雉は、この怖そうな鬼太郎、足の速い犬、悪賢そうな猿の仲間からは、例え、羽を使って飛んでも、[俺の羽は、ほかの鳥に比べ、ひ弱だから、遠くまでとべない]と、逃げるのを諦めて仲間になろうと思い、「はい、仲間にしてください」と言いました。
鬼太郎は、「お前は、俺達より高いところ飛べるから、見張りとか、遠いところを見る役目をしておくれ」と役割を与え仲間にしました。残っていた「きび団子」を、食べやすいように千切って与えました。
(12)これで、一人と3匹からなる仲間が出来ました。勿論、彼らの前には、キツネやタヌキも現れました。しかし、鬼太郎は、騙し、嘘の得意な、その上、臭い糞をする彼らが好きではありませんでした。
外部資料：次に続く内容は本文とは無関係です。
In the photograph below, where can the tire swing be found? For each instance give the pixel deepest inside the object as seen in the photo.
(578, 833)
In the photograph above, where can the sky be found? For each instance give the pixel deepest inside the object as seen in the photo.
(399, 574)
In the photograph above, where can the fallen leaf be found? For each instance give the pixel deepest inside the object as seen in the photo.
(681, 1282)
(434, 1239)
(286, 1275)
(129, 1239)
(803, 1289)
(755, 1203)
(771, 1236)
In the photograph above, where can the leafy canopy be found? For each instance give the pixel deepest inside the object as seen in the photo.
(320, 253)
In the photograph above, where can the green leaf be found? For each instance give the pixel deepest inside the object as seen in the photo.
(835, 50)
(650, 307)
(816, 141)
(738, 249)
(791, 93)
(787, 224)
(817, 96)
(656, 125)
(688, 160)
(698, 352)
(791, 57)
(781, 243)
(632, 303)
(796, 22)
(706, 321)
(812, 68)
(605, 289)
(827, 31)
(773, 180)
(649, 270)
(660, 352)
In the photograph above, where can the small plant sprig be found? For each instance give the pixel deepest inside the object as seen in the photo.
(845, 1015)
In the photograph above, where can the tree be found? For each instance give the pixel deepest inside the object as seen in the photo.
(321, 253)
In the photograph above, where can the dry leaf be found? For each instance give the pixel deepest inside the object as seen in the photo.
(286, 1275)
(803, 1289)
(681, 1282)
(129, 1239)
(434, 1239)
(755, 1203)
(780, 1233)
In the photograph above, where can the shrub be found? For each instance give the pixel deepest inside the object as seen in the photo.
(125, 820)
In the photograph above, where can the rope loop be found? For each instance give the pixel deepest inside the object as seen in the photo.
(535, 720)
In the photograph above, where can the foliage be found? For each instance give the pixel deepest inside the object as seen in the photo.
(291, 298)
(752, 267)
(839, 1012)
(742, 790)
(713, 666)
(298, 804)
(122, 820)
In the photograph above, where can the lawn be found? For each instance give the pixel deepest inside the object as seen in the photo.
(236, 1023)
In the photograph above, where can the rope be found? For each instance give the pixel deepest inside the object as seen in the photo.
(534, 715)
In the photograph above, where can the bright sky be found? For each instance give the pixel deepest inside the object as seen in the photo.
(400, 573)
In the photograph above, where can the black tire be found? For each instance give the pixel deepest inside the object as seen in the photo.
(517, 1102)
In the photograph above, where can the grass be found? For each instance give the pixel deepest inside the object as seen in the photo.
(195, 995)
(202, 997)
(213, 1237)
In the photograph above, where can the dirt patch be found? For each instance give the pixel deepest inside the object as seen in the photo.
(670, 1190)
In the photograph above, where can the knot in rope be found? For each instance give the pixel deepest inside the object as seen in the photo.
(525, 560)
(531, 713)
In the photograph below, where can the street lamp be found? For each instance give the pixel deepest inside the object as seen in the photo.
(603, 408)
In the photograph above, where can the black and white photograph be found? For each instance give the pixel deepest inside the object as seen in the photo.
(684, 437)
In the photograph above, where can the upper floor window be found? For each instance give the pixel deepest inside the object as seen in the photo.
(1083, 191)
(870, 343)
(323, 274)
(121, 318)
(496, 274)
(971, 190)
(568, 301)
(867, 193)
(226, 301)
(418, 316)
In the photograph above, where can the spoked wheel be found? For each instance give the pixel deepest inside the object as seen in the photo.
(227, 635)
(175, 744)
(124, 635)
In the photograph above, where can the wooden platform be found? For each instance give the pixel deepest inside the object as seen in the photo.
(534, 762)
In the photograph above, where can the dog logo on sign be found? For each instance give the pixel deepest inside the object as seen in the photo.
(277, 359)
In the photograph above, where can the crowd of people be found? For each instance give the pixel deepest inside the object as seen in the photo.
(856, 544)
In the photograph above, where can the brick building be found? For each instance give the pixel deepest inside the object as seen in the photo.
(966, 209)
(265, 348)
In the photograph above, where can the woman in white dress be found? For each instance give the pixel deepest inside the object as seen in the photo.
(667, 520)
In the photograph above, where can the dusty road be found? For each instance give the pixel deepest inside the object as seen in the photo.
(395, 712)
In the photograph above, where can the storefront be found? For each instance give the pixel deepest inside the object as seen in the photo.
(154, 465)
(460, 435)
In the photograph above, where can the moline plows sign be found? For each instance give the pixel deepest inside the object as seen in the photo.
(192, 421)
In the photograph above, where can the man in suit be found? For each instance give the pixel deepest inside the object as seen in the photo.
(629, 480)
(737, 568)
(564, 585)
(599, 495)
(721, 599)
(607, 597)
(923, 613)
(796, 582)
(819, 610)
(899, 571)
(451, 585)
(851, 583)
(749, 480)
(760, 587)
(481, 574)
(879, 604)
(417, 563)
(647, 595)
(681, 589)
ある里山に近いところを歩いていたときには、大きな月の輪熊に出会いました。その時、熊は、鬼太郎仲間を襲うことなく、強面の鬼太郎を見て、また、吠え続ける犬と叫び騒ぐ猿と雉に、恐怖を覚え森の中に引きかえしていきまして。
鬼太郎も、体は大きいが、大食漢で役立たずの熊を家来にしようとは思いませんでした。
(13)この仲間で、鬼が島へ行こうと決めました。
ひなびた家がポツンポツンと見え、田んぼや畑が広がった、とある田舎に通りかかりました。
住民は、鬼太郎の仲間を見ると、とくに鬼太郎の怖そうな顔を見ただけで家の中に引きこもりました。
お婆さんが作ってくれた「きび団子」もほとんど食べ、残り少なくなっていました。
そこで、ある家の木戸口で、戸をドンドンと叩き、恐る恐る出てきた「おばさん」に、「俺たちは、旅を続けている。お願いだから、オニギリか団子を作って下さい」とお願いしました。「おばさん」は、鬼太郎を怖れ、「はいはい、作って差し上げましょう。暫く待って下さい」と言いました。
そう言った後、「おばさん」は、大きな桶を持って家を出、数軒の家を回っています。鬼太郎は、これはしまった、俺のこと振れ回って、何か企んでいるいると思いましたが、平然としたふりをしていました。
おばさんは、桶を重そうに抱えて戻ってきました。そして、「お前さん達、長い旅をしてきたんだろう。構わないから、家の中でお休み、その間に、おにぎりと団子を作っておくよ」と言いました。
眠つたら、何が起こるかわからない、何をされるかわからないと思いながらも、疲れに、つい眠ってしまいました。犬、猿、また雉までも眠ってしまいました。
(14)どれくらいの間、眠ったのでしょうか、おばさんが「もう起きなさい」と起こしてくれました。何事もおきず、ゆっくりと眠らしてくれたのです。そして、「おにぎりと団子を作ったよ」と沢山のお弁当を差し出してくれました。
おばさんは、それは、それは、優しい人間でした。鬼太郎は、「どうもありがとうございました」と丁寧に頭を下げ、お礼を言いました。
おばさんは、水を入れた竹筒までも準備してくれていました。